The researchers say that abundance of sugar — often in the form of high fructose corn syrup — now found in the processed foods that make up a growing part of the global diet leads directly to a host of chronic health disorders such as diabetes, heart disease and obesity.
“We are in the midst of the biggest public health crisis in the history of the world and nobody even gets it,” Lustig, a pediatric endocrinologist at the University of California at San Francisco, said in an interview.
Americans now eat and drink 22 teaspoons of sugar every day on average, three times what they consumed 30 years ago, according to the researchers. And they say that excess amount is altering human biochemistry, essentially making people addicted to what the research team regards as a toxic substance.
In order to kick the sugar habit, the paper offers a number of suggestions, including the implementation of age restrictions for the purchase of sugary drinks, and laws limiting children from buying candy and the like from convenience stores during after-school hours.
The researchers also want the Food and Drug Administration to strip sugar of its current designation of “generally regarded as safe,” and lay down limits for how much sugar can be added to a given product.
But many experts aren’t buying it.
“This is social engineering at its absolute worst,” Justin Wilson of the Center for Consumer Freedom said. “To suggest that Americans should be carded when they try to buy a soda or a snack is not only outrageously absurd, but an ineffective solution to slimming Americans’ waistlines.”
Industry groups were also quick to slam the paper.
“We are confident that the American people are perfectly capable of choosing what foods to eat without stark regulations and unreasonable bans imposed upon them,” the Sugar Association said in a prepared statement.

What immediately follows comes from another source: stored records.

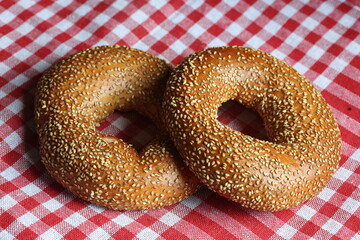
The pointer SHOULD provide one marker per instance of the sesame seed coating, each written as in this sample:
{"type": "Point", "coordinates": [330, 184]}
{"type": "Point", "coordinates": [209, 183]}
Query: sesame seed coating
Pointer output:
{"type": "Point", "coordinates": [80, 91]}
{"type": "Point", "coordinates": [304, 144]}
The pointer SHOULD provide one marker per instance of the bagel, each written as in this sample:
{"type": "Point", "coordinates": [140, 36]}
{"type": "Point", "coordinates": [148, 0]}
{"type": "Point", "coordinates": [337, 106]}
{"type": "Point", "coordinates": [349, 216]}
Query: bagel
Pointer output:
{"type": "Point", "coordinates": [304, 144]}
{"type": "Point", "coordinates": [79, 92]}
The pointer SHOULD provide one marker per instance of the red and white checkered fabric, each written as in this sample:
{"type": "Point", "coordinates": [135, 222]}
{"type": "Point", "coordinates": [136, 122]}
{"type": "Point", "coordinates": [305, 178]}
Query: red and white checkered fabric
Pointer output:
{"type": "Point", "coordinates": [319, 38]}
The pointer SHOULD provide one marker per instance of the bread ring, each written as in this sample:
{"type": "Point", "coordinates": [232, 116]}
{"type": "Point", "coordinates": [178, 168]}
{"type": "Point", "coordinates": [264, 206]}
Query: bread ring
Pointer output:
{"type": "Point", "coordinates": [304, 147]}
{"type": "Point", "coordinates": [78, 93]}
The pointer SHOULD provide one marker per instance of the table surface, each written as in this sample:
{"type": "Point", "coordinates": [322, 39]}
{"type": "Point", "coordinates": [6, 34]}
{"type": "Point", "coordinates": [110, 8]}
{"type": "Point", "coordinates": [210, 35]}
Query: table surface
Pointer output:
{"type": "Point", "coordinates": [319, 38]}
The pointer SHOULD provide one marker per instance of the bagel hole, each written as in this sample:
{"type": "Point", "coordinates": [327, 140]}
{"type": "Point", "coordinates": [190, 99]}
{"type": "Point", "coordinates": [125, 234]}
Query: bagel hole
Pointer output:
{"type": "Point", "coordinates": [131, 127]}
{"type": "Point", "coordinates": [239, 118]}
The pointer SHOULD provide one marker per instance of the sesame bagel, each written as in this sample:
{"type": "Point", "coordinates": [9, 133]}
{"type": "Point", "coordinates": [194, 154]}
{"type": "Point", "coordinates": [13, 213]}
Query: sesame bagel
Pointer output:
{"type": "Point", "coordinates": [303, 150]}
{"type": "Point", "coordinates": [79, 92]}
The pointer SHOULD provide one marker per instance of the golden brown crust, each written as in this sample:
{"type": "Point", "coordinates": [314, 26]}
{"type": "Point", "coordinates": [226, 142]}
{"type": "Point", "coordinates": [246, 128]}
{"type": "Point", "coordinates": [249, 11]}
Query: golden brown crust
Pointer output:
{"type": "Point", "coordinates": [79, 92]}
{"type": "Point", "coordinates": [304, 147]}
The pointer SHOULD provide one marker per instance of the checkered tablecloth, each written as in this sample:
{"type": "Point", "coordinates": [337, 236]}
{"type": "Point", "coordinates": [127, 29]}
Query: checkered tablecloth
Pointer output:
{"type": "Point", "coordinates": [319, 38]}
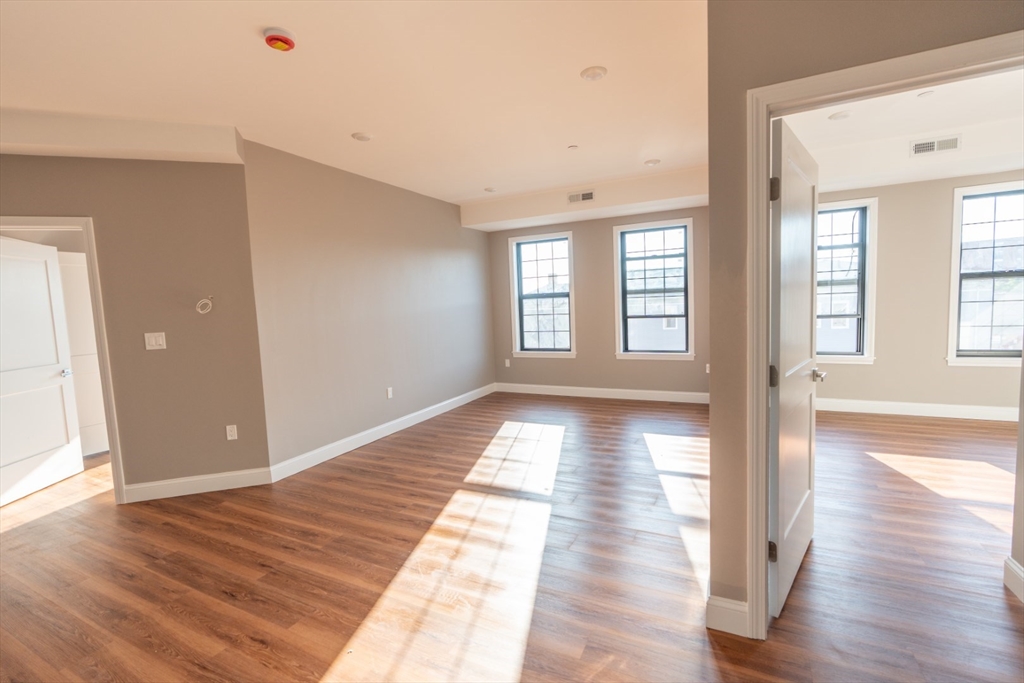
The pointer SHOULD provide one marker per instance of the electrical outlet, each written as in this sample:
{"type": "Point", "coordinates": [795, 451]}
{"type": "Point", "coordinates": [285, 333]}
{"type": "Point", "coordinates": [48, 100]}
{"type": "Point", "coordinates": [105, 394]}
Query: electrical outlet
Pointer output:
{"type": "Point", "coordinates": [155, 341]}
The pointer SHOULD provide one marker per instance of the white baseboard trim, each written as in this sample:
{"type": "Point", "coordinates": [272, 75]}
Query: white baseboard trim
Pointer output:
{"type": "Point", "coordinates": [1013, 578]}
{"type": "Point", "coordinates": [595, 392]}
{"type": "Point", "coordinates": [920, 410]}
{"type": "Point", "coordinates": [202, 483]}
{"type": "Point", "coordinates": [727, 615]}
{"type": "Point", "coordinates": [325, 453]}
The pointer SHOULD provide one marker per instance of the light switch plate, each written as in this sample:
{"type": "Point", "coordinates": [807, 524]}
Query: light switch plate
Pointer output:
{"type": "Point", "coordinates": [155, 341]}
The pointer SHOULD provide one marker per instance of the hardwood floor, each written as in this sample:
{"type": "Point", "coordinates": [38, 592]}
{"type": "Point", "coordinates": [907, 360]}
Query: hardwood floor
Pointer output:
{"type": "Point", "coordinates": [563, 536]}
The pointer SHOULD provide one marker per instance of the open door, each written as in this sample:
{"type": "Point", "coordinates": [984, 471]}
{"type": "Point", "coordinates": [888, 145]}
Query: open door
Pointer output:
{"type": "Point", "coordinates": [39, 439]}
{"type": "Point", "coordinates": [794, 377]}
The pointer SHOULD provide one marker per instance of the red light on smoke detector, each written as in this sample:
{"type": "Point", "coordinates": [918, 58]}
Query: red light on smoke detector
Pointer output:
{"type": "Point", "coordinates": [280, 39]}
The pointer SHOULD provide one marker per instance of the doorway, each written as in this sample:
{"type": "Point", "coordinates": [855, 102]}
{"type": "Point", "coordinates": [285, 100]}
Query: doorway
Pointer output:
{"type": "Point", "coordinates": [902, 75]}
{"type": "Point", "coordinates": [62, 417]}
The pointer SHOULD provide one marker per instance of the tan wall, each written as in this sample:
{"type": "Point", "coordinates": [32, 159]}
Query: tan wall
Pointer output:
{"type": "Point", "coordinates": [359, 286]}
{"type": "Point", "coordinates": [915, 223]}
{"type": "Point", "coordinates": [168, 233]}
{"type": "Point", "coordinates": [752, 44]}
{"type": "Point", "coordinates": [593, 267]}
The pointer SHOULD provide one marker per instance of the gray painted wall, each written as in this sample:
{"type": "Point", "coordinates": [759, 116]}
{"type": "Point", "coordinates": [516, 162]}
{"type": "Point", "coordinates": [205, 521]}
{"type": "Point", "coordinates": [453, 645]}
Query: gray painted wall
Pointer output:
{"type": "Point", "coordinates": [168, 233]}
{"type": "Point", "coordinates": [359, 286]}
{"type": "Point", "coordinates": [595, 364]}
{"type": "Point", "coordinates": [752, 44]}
{"type": "Point", "coordinates": [915, 223]}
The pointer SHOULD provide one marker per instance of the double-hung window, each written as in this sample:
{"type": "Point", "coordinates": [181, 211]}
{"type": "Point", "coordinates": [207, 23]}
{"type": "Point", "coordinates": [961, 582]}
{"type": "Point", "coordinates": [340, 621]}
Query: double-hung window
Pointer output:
{"type": "Point", "coordinates": [542, 293]}
{"type": "Point", "coordinates": [987, 294]}
{"type": "Point", "coordinates": [845, 269]}
{"type": "Point", "coordinates": [653, 290]}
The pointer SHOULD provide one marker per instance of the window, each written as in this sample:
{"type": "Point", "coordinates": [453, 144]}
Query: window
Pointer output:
{"type": "Point", "coordinates": [987, 297]}
{"type": "Point", "coordinates": [652, 285]}
{"type": "Point", "coordinates": [542, 290]}
{"type": "Point", "coordinates": [845, 281]}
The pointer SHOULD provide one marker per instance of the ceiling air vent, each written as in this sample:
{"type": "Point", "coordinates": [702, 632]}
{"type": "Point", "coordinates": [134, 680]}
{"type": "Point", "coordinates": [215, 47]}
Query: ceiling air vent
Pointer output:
{"type": "Point", "coordinates": [950, 143]}
{"type": "Point", "coordinates": [587, 196]}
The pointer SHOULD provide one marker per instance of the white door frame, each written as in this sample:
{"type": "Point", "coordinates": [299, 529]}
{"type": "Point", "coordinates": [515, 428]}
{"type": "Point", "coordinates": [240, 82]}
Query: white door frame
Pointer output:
{"type": "Point", "coordinates": [102, 350]}
{"type": "Point", "coordinates": [923, 70]}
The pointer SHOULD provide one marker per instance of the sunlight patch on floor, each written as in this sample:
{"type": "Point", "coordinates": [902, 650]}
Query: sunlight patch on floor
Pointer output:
{"type": "Point", "coordinates": [56, 497]}
{"type": "Point", "coordinates": [982, 488]}
{"type": "Point", "coordinates": [460, 608]}
{"type": "Point", "coordinates": [684, 455]}
{"type": "Point", "coordinates": [683, 468]}
{"type": "Point", "coordinates": [522, 457]}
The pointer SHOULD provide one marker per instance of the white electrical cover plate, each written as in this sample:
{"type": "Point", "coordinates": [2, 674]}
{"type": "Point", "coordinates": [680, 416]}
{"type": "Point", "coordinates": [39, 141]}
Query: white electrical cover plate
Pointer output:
{"type": "Point", "coordinates": [155, 341]}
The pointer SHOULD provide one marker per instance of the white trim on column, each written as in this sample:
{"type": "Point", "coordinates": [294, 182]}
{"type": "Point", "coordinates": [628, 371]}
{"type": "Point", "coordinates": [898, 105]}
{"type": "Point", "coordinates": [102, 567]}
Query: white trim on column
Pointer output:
{"type": "Point", "coordinates": [922, 70]}
{"type": "Point", "coordinates": [997, 413]}
{"type": "Point", "coordinates": [597, 392]}
{"type": "Point", "coordinates": [1013, 578]}
{"type": "Point", "coordinates": [56, 134]}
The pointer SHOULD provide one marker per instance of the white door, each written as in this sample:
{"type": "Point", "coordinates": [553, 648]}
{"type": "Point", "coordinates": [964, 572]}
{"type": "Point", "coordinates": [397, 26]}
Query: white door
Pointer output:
{"type": "Point", "coordinates": [84, 358]}
{"type": "Point", "coordinates": [39, 441]}
{"type": "Point", "coordinates": [794, 376]}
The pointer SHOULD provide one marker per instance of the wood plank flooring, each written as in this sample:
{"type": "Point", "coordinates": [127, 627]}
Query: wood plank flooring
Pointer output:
{"type": "Point", "coordinates": [531, 538]}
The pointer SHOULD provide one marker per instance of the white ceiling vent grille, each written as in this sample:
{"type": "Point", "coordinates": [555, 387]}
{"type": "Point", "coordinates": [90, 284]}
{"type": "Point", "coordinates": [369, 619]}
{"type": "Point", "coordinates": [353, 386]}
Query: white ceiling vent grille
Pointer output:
{"type": "Point", "coordinates": [950, 143]}
{"type": "Point", "coordinates": [586, 196]}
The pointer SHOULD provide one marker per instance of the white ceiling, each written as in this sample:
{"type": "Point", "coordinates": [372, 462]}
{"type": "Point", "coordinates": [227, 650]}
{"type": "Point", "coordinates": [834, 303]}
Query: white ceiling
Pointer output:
{"type": "Point", "coordinates": [459, 95]}
{"type": "Point", "coordinates": [872, 145]}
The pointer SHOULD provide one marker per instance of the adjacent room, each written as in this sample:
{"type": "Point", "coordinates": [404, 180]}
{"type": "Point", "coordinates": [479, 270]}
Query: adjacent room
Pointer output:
{"type": "Point", "coordinates": [408, 341]}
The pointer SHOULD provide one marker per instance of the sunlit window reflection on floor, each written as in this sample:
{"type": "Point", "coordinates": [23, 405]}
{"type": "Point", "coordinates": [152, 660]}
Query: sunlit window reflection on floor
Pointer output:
{"type": "Point", "coordinates": [460, 607]}
{"type": "Point", "coordinates": [522, 457]}
{"type": "Point", "coordinates": [982, 488]}
{"type": "Point", "coordinates": [56, 497]}
{"type": "Point", "coordinates": [685, 455]}
{"type": "Point", "coordinates": [683, 467]}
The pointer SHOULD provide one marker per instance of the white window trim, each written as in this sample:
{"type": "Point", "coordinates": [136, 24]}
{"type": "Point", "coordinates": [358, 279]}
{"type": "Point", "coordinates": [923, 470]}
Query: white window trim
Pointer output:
{"type": "Point", "coordinates": [514, 289]}
{"type": "Point", "coordinates": [616, 267]}
{"type": "Point", "coordinates": [871, 253]}
{"type": "Point", "coordinates": [954, 257]}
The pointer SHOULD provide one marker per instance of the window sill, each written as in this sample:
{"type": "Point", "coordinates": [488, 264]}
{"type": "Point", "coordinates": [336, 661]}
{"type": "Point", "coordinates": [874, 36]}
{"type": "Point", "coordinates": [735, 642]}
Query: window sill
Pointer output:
{"type": "Point", "coordinates": [845, 359]}
{"type": "Point", "coordinates": [637, 355]}
{"type": "Point", "coordinates": [982, 363]}
{"type": "Point", "coordinates": [543, 354]}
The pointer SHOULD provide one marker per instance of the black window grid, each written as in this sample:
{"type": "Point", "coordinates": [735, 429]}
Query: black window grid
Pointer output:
{"type": "Point", "coordinates": [677, 291]}
{"type": "Point", "coordinates": [982, 274]}
{"type": "Point", "coordinates": [860, 249]}
{"type": "Point", "coordinates": [522, 298]}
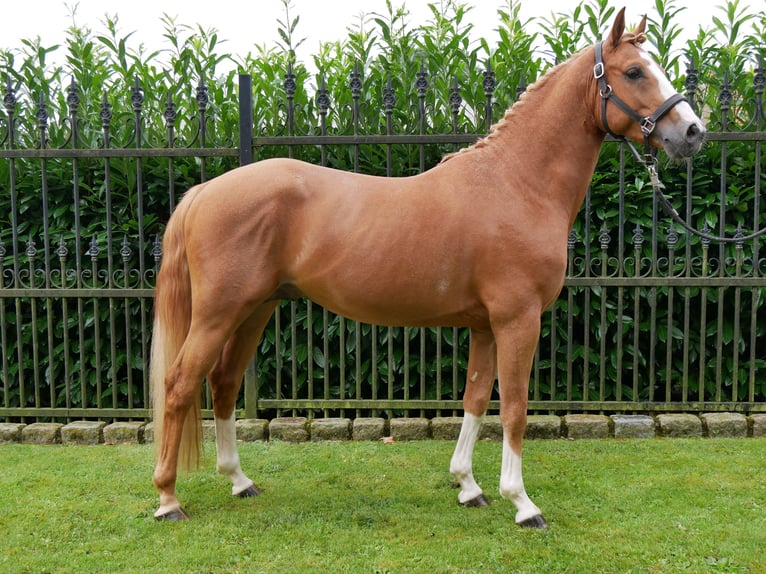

Aware their proposals will be viewed by critics as a “nanny state” overreach of government, the study authors were quick to point out their goal is to try to dial back the dangerous amount of sugar that has become the norm thanks to processed food.
“We’re not talking prohibition. We’re not advocating a major imposition of the government into people’s lives,” Schmidt told the San Francisco Chronicle. “We’re talking about gentle ways to make sugar consumption slightly less convenient, thereby moving people away from the concentrated dose. What we want is to actually increase people’s choices by making foods that aren’t loaded with sugar comparatively easier and cheaper to get.”
“Everyone talks about personal responsibility,” Lustig told the Chronicle, “and that won’t work here, as it won’t for any addictive substance. These are things that have to be done at a governmental level, and government has to get off its ass.”